Heparanase, a protein with enzymatic and nonenzymatic properties, contributes toward disease progression and prevention. In the current study, a fortuitous observation in transgenic mice globally overexpressing heparanase (hep-tg) was the discovery of improved glucose homeostasis. We examined the mechanisms that contribute toward this improved glucose metabolism. Heparanase overexpression was associated with enhanced glucose-stimulated insulin secretion and hyperglucagonemia, in addition to changes in islet composition and structure. Strikingly, the pancreatic islet transcriptome was greatly altered in hep-tg mice, with >2,000 genes differentially expressed versus control. The upregulated genes were enriched for diverse functions including cell death regulation, extracellular matrix component synthesis, and pancreatic hormone production. The downregulated genes were tightly linked to regulation of the cell cycle. In response to multiple low-dose streptozotocin (STZ), hep-tg animals developed less severe hyperglycemia compared with wild-type, an effect likely related to their ß-cells being more functionally efficient. In animals given a single high dose of STZ causing severe and rapid development of hyperglycemia related to the catastrophic loss of insulin, hep-tg mice continued to have significantly lower blood glucose. In these mice, protective pathways were uncovered for managing hyperglycemia and include augmentation of fibroblast growth factor 21 and glucagon-like peptide 1. This study uncovers the opportunity to use properties of heparanase in management of diabetes.

High glucose facilitated endothelial heparanase transfer to the cardiomyocyte modifies its cell death signature.

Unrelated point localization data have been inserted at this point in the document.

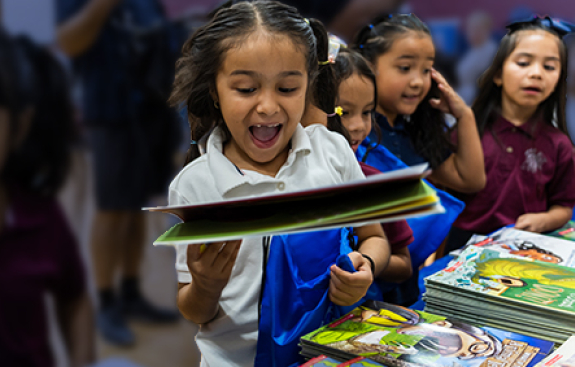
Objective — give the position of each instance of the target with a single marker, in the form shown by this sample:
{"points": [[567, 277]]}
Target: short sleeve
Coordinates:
{"points": [[67, 8], [560, 190], [399, 234]]}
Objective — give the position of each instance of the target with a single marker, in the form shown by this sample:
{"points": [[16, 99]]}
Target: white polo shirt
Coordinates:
{"points": [[318, 157]]}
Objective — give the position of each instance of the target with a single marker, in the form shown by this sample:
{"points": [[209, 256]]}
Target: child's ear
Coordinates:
{"points": [[23, 126], [214, 96], [497, 79]]}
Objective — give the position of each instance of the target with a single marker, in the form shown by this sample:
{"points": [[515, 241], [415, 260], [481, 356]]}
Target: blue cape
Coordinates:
{"points": [[295, 297], [429, 231]]}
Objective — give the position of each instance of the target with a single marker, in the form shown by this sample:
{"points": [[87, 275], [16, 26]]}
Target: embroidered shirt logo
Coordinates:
{"points": [[533, 160]]}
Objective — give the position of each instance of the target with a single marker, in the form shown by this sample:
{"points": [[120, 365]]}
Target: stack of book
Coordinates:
{"points": [[512, 280], [400, 337], [558, 250], [325, 361], [380, 198]]}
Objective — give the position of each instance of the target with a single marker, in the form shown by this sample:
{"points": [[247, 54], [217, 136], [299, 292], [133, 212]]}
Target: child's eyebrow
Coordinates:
{"points": [[413, 57], [256, 74], [527, 54]]}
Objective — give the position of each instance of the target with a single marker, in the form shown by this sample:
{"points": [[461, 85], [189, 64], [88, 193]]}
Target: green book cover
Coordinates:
{"points": [[384, 198]]}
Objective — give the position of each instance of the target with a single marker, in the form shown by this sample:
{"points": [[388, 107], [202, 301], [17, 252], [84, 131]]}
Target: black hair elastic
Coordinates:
{"points": [[562, 28], [371, 262]]}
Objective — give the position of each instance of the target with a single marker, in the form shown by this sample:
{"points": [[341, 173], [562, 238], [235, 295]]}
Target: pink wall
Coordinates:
{"points": [[499, 9], [175, 8]]}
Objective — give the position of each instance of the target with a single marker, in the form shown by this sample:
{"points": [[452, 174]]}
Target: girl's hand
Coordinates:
{"points": [[347, 288], [211, 266], [449, 102], [532, 222]]}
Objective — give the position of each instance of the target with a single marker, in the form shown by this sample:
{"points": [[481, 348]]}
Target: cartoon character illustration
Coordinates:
{"points": [[510, 271], [530, 250], [407, 337]]}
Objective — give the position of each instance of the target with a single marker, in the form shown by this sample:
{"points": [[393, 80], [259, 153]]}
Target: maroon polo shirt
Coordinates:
{"points": [[399, 234], [529, 168], [38, 255]]}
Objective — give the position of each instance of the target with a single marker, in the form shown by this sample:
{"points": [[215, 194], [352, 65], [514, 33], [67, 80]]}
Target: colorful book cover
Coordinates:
{"points": [[400, 337], [321, 361], [360, 362], [506, 277], [567, 232], [528, 244], [564, 356]]}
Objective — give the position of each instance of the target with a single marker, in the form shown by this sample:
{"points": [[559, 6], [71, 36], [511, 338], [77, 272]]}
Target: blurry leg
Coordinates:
{"points": [[134, 303], [107, 243]]}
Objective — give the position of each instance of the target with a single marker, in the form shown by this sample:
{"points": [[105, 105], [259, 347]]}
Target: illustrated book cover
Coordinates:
{"points": [[400, 337]]}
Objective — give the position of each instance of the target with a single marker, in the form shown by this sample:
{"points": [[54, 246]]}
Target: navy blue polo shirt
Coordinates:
{"points": [[106, 69], [396, 140]]}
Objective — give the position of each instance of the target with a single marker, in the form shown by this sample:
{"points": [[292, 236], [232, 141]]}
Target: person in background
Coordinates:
{"points": [[413, 99], [344, 17], [520, 112], [121, 52], [478, 57], [39, 255], [570, 106]]}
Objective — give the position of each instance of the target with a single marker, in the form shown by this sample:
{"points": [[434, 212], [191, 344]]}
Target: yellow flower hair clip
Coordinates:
{"points": [[338, 111]]}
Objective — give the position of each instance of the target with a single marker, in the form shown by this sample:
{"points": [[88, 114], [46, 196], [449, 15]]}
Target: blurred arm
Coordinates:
{"points": [[79, 32]]}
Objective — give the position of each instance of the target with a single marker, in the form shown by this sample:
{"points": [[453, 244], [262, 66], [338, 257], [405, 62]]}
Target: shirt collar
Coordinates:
{"points": [[530, 128], [384, 123], [228, 177]]}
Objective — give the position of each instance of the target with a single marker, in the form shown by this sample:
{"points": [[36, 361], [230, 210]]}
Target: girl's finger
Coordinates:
{"points": [[438, 77], [226, 254], [194, 251]]}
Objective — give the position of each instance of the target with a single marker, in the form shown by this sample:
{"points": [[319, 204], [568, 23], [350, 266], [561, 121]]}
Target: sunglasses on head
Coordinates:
{"points": [[560, 27]]}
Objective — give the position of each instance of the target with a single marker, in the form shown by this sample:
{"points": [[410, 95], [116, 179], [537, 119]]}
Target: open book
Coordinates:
{"points": [[380, 198]]}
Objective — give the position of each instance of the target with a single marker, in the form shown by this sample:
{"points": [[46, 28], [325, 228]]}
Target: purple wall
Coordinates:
{"points": [[499, 9]]}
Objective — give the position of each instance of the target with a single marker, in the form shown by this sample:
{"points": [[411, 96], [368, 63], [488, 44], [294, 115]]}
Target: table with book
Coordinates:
{"points": [[507, 299]]}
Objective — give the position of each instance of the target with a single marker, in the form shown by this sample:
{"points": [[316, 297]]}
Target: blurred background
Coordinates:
{"points": [[466, 35]]}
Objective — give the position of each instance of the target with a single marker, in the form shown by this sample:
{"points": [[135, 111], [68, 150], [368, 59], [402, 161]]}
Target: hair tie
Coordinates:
{"points": [[338, 111], [335, 44], [560, 27]]}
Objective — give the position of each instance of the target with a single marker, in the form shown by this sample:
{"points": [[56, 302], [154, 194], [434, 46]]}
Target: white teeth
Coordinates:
{"points": [[260, 125]]}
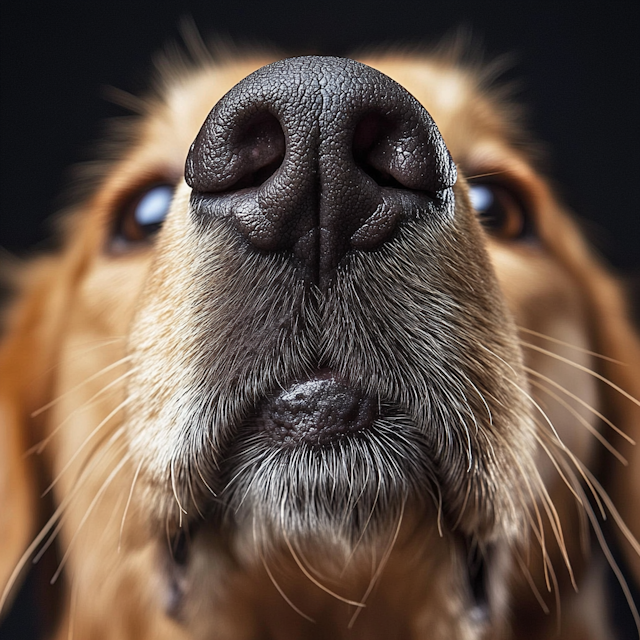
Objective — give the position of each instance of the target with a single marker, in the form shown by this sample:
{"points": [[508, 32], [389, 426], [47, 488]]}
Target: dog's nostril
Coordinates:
{"points": [[258, 149], [262, 146], [369, 136]]}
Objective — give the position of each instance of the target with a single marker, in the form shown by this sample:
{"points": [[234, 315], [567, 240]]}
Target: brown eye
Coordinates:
{"points": [[500, 211], [141, 217]]}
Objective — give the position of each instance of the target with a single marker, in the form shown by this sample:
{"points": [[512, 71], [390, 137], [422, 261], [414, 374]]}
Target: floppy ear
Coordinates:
{"points": [[614, 336], [27, 352]]}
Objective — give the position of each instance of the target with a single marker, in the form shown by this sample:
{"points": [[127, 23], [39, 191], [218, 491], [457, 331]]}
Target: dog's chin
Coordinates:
{"points": [[324, 460]]}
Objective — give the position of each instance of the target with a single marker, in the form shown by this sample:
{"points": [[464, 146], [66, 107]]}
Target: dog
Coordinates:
{"points": [[334, 364]]}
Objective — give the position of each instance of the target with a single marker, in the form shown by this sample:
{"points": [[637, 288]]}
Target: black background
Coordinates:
{"points": [[577, 63]]}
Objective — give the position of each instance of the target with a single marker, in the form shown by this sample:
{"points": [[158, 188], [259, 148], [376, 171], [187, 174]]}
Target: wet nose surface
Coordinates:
{"points": [[317, 157]]}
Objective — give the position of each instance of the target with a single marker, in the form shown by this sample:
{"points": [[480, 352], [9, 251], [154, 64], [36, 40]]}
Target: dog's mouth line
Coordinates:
{"points": [[477, 569]]}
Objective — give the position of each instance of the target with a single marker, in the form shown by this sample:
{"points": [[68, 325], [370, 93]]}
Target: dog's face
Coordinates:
{"points": [[333, 383]]}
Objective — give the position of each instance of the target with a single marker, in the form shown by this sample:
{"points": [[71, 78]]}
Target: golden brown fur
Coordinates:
{"points": [[65, 369]]}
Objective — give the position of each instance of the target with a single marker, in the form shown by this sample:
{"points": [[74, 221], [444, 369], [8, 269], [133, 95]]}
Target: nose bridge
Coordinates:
{"points": [[317, 157]]}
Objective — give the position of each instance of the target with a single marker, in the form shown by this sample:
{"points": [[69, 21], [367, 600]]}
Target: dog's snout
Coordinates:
{"points": [[317, 157]]}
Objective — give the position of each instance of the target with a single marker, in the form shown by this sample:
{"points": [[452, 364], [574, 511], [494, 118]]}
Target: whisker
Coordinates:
{"points": [[571, 346], [311, 578], [71, 460], [126, 507], [579, 400], [40, 447], [381, 566], [92, 505], [585, 423], [282, 593], [580, 367], [91, 378]]}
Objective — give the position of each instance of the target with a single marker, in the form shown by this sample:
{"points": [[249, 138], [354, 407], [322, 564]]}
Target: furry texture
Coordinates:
{"points": [[136, 372]]}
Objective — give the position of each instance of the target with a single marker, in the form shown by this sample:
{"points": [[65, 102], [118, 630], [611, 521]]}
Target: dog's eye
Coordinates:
{"points": [[142, 216], [499, 210]]}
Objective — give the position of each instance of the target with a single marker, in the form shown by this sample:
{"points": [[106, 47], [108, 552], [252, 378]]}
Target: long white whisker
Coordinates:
{"points": [[55, 401], [571, 346], [71, 460], [580, 367], [95, 500]]}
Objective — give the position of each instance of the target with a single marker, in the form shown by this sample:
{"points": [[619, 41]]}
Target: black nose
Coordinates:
{"points": [[317, 157]]}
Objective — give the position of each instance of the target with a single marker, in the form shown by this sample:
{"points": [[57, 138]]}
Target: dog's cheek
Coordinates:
{"points": [[551, 317]]}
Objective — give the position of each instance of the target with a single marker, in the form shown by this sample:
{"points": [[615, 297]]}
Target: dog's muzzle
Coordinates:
{"points": [[317, 157]]}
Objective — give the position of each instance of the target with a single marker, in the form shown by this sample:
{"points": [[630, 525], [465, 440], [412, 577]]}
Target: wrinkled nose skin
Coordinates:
{"points": [[318, 157]]}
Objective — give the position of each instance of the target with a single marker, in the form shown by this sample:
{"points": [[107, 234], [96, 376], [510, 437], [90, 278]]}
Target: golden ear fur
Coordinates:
{"points": [[613, 336], [27, 354]]}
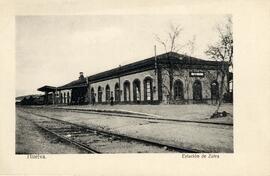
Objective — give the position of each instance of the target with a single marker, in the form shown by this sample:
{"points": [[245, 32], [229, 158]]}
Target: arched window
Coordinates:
{"points": [[197, 90], [65, 97], [126, 91], [68, 98], [93, 97], [61, 98], [99, 94], [108, 94], [136, 91], [178, 90], [117, 92], [148, 89], [214, 90]]}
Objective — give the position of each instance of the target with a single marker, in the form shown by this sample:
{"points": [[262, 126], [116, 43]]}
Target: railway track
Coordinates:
{"points": [[141, 116], [99, 141]]}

AIMS: The secretion of enzymatically active heparanase (HepA) has been implicated as an essential metabolic adaptation in the heart following diabetes. However, the regulation and function of the enzymatically inactive heparanase (HepL) remain poorly understood. We hypothesized that in response to high glucose (HG) and secretion of HepL from the endothelial cell (EC), HepL uptake and function can protect the cardiomyocyte by modifying its cell death signature. METHODS AND RESULTS: HG promoted both HepL and HepA secretion from microvascular (rat heart micro vessel endothelial cells, RHMEC) and macrovascular (rat aortic endothelial cells, RAOEC) EC. However, only RAOEC were capable of HepL reuptake. This occurred through a low-density lipoprotein receptor-related protein 1 (LRP1) dependent mechanism, as LRP1 inhibition using small interfering RNA (siRNA), receptor-associated protein, or an LRP1 neutralizing antibody significantly reduced uptake. In cardiomyocytes, which have a negligible amount of heparanase gene expression, LRP1 also participated in the uptake of HepL. Exogenous addition of HepL to rat cardiomyocytes produced a dramatically altered expression of apoptosis-related genes, and protection against HG and H2O2 induced cell death. Cardiomyocytes from acutely diabetic rats demonstrated a robust increase in LRP1 expression and levels of heparanase, a pro-survival gene signature, and limited evidence of cell death, observations that were not apparent following chronic and progressive diabetes. CONCLUSION: Our results highlight EC-to-cardiomyocyte transfer of heparanase to modulate the cardiomyocyte cell death signature. This mechanism was observed in the acutely diabetic heart, and its interruption following chronic diabetes may contribute towards the development of diabetic cardiomyopathy.